What Is Operating Cash Flow?
Operating Cash Flow (OCF) measures the cash a business generates from its core operations during a period. Unlike net income, which includes non-cash items and accrual timing, OCF shows the actual cash moving through the business — a key signal of financial health and the ability to fund operations, pay debt, and reinvest. This calculator uses the indirect method, the most common approach on the statement of cash flows.

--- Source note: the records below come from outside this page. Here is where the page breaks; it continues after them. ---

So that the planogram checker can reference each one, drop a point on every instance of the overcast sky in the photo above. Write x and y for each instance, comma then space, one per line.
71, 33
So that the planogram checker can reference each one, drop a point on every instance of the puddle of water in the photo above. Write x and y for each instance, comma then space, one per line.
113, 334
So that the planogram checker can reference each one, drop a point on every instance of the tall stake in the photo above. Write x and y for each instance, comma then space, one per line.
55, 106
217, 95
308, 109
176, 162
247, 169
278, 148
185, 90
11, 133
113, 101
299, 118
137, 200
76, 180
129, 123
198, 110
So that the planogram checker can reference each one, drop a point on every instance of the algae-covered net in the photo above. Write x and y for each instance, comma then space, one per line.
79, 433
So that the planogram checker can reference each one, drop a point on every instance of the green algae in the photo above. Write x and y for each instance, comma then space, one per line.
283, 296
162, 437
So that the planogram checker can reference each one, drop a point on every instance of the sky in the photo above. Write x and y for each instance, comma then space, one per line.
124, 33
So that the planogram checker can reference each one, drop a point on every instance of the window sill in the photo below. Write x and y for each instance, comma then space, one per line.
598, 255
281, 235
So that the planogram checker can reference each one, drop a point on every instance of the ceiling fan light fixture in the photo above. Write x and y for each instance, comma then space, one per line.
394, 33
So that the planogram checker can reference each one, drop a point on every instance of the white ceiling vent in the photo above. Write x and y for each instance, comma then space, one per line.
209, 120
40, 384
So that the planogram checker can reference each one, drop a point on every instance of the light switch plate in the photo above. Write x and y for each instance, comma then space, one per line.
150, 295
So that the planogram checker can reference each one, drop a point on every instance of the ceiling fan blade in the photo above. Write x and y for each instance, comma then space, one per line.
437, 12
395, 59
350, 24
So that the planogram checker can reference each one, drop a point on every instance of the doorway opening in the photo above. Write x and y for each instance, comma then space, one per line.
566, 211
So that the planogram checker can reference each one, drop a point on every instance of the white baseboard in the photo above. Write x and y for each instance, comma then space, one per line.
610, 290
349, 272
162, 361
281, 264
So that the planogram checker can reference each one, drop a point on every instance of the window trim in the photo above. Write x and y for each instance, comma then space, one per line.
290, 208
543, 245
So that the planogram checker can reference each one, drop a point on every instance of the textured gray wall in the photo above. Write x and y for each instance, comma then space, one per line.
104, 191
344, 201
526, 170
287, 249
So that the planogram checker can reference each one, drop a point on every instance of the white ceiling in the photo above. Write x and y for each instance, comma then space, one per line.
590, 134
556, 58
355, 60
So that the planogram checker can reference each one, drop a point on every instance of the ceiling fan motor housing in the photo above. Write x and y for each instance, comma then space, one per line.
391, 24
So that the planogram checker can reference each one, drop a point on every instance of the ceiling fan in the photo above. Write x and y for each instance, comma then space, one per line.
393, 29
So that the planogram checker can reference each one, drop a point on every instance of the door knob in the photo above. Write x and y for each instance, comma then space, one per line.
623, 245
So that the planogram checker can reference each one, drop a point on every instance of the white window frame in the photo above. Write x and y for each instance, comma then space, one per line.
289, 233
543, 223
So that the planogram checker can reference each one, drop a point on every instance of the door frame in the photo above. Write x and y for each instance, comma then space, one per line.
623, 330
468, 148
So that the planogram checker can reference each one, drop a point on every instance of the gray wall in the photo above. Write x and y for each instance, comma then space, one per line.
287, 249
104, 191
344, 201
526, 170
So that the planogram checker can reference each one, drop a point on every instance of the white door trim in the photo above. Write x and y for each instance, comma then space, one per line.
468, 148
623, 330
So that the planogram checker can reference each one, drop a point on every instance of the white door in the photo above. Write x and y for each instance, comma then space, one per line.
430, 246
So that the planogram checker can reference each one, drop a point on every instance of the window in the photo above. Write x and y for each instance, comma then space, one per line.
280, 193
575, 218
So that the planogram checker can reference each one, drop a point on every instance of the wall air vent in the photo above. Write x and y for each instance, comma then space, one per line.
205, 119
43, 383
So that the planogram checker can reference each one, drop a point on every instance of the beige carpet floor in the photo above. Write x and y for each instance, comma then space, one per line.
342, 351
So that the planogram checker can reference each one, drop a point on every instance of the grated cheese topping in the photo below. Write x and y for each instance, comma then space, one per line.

How to Use This Calculator
Enter three figures pulled from your financial statements: Net Income from the income statement, Non-Cash Expenses (such as depreciation and amortization added back), and the Change in Working Capital (current operating assets minus current operating liabilities for the period). The tool instantly returns your operating cash flow.
The Formula Explained
$$\text{OCF} = \text{Net Income} + \text{Non-Cash Expenses} - \text{Change in Working Capital}$$ Non-cash expenses like depreciation reduced net income but never used cash, so they are added back. An increase in working capital (e.g., more inventory or receivables) ties up cash, so it is subtracted; a decrease frees cash and increases OCF. If your working capital figure represents a decrease, enter it as a negative number.
Worked Example
A company reports net income of $100,000, depreciation and other non-cash expenses of $20,000, and a working capital increase of $15,000. $$\text{OCF} = 100{,}000 + 20{,}000 - 15{,}000 = \mathbf{\$105{,}000}$$ The business generated $105,000 in cash from operations despite reporting $100,000 in net income.
FAQ
What counts as a non-cash expense? Depreciation, amortization, stock-based compensation, and deferred taxes are common examples.
Why subtract change in working capital? Growing inventory or receivables consumes cash even when revenue is recorded, so an increase reduces cash flow.
Can OCF be negative? Yes — a negative result means operations consumed more cash than they produced, which may signal trouble if sustained.